Barcelona – Der Grand Prix von Katalonien endete für Fernando Alonso abrupt in Kurve 9, ein weiteres Puzzleteil in einer zunehmend frustrierenden Saison für Aston Martin. Nach Monaco schien ein Lichtblick aufzugehen, doch der Absturz in Spanien wirft tiefe Fragen auf und lässt die angespannte Stimmung im Team weiter anhalten. Die Erwartungen waren hoch, die Realität sieht anders aus.

Die last auf den schultern des teams

Die last auf den schultern des teams

„Das trifft uns alle: das Team, die Box und die Fahrer“, kommentierte Teamchef Mike Krack die Situation offen. Die Probleme sind tiefgreifender als nur ein einzelnes Rennen. Aston Martin hatte gehofft, mit Alonso in Monaco einen wichtigen Schritt nach vorne machen zu können, doch der verpatzte Saisonstart nagt weiter an den Nerven. Verbesserungen sind zwar für den Sommer geplant, insbesondere im Bereich der Antriebseinheit, aber ein sofortiger Durchbruch ist unwahrscheinlich. Es gilt viel Arbeit zu leisten – und zwar schnell.

Die Ursachen für die Misere sind vielfältig. Neben der unbeständigen Leistung der Antriebseinheit, die zwar in puncto Zuverlässigkeit verbessert wurde, aber immer wieder ausfällt, wie das erneute Aussetzen Alonsos in Barcelona verdeutlichte, scheinen auch andere Bereiche des Projekts Schwächen zu zeigen. Die Verantwortlichen wiederholen unisono: „Wir müssen alles in Ordnung bringen und zwar sofort.“

Honda drückt auf das Tempo Doch der Fokus liegt unweigerlich auf der Antriebseinheit. Honda blickt erwartungsvoll auf die Einführung des ADUO (Advanced Dual Unit Oil) und plant, sowohl die Leistung als auch die Reibung zu optimieren. Koji Watanabe, Präsident von HRC und HRC UK, besuchte kürzlich das britische Team, um sich ein Bild von den Fortschritten zu machen und direkt mit den Ingenieuren zu sprechen – ein Zeichen der Entschlossenheit und des Engagements. „Die Ergebnisse auf der Strecke haben unsere Erwartungen bisher nicht erfüllt“, räumte Honda in einer offiziellen Erklärung ein. Diese Worte sind ein deutlicher Spiegel der Frustration, die auch in der japanischen Zentrale herrscht.

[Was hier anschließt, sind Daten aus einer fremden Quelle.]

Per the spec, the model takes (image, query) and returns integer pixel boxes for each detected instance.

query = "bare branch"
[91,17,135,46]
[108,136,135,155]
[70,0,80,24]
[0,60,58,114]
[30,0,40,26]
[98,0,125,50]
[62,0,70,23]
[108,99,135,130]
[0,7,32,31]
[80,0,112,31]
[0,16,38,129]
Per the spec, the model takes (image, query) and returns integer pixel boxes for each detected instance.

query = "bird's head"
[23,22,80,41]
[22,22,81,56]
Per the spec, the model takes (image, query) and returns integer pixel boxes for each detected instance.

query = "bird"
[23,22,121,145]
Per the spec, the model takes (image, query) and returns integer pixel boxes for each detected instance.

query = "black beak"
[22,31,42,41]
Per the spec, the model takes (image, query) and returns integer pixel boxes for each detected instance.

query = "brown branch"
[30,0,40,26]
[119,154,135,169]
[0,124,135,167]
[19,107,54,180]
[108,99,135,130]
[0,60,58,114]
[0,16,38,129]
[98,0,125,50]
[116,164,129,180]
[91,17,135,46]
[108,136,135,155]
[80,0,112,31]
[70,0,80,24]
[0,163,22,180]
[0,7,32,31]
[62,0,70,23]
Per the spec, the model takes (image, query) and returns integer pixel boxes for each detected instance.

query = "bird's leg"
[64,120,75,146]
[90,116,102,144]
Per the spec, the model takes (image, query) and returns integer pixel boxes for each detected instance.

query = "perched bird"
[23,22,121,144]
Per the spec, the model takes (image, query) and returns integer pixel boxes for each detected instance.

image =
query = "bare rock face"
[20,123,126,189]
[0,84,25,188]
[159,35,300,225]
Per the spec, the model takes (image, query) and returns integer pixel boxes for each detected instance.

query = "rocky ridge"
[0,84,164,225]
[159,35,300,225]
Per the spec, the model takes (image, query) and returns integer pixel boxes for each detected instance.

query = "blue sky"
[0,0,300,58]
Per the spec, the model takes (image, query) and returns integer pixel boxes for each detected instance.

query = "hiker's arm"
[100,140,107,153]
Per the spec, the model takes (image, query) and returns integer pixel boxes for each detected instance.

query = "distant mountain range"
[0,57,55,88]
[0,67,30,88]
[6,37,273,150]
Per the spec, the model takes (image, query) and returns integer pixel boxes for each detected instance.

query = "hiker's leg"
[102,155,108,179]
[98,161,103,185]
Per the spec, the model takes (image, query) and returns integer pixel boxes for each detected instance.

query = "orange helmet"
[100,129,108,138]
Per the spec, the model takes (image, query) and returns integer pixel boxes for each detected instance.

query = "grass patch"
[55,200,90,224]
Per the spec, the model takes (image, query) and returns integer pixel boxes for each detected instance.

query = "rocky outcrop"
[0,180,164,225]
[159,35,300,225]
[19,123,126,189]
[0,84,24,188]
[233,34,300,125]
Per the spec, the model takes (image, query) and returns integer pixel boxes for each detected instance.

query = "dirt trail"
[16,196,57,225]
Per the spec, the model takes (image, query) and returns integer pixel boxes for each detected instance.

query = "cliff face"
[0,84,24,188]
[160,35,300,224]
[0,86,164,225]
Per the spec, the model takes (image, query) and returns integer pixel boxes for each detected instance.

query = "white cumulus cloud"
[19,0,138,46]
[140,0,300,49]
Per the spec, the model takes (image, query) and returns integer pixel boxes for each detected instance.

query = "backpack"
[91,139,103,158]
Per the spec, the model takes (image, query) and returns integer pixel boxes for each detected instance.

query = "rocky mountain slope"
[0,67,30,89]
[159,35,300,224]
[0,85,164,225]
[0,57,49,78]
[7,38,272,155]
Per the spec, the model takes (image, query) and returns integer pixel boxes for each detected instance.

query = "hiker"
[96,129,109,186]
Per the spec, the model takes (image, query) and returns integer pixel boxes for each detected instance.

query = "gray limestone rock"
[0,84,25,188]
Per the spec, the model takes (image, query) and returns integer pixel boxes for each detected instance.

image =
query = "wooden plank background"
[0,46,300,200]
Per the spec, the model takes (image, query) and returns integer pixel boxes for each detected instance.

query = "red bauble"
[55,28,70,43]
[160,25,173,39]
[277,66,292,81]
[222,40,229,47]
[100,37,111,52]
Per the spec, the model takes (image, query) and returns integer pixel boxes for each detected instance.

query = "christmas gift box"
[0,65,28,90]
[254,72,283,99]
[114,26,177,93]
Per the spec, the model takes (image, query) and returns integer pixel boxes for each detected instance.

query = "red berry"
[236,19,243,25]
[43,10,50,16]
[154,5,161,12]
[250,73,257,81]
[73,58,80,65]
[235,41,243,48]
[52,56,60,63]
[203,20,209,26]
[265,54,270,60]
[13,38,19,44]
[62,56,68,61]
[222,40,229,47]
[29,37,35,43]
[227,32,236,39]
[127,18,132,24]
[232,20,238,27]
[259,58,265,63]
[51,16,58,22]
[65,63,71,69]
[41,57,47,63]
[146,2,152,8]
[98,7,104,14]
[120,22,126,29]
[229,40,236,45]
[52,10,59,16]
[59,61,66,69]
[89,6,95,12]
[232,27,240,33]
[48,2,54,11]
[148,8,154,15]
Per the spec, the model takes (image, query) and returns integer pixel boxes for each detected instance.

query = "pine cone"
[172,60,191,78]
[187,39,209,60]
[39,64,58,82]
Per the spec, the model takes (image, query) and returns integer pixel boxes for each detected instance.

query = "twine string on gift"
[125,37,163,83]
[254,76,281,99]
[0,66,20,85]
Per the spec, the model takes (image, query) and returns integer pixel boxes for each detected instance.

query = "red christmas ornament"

Ein Vergleich zur Anfangsphase der Hybridära wird gezogen, als Honda mit ähnlichen Problemen zu kämpfen hatte, bevor sie schließlich mit Max Verstappen eine Ära der Titelgewinne einläuteten. Die aktuelle Situation ist jedoch eine andere – ein späten Start mit den neuen Motoren (Ende 2023) und ein Team, das lange Zeit außerhalb der Spitze agierte, erschweren die Aufgabe zusätzlich. Die unzähligen Stunden, die Ingenieure und Techniker in Sakura (Japan) und Milton Keynes (Großbritannien) investieren, bleiben jedoch nicht unbemerkt. „In der Formel 1 geht es nicht nur um Entdeckungen, sondern auch um die immense Arbeit, die hinter den Kulissen geleistet wird“, betont Honda.

Neun Ausfälle in sieben Rennen – die Bilanz ist erschreckend, sowohl für Aston Martin als auch für Honda. Doch während die Enttäuschung groß ist, bleibt die Hoffnung auf Besserung bestehen. Der Weg ist noch lang, aber die Entschlossenheit, die Herausforderung anzunehmen, ist spürbar. Es bleibt abzuwarten, ob Aston Martin und Honda ihre Versprechen einlösen können.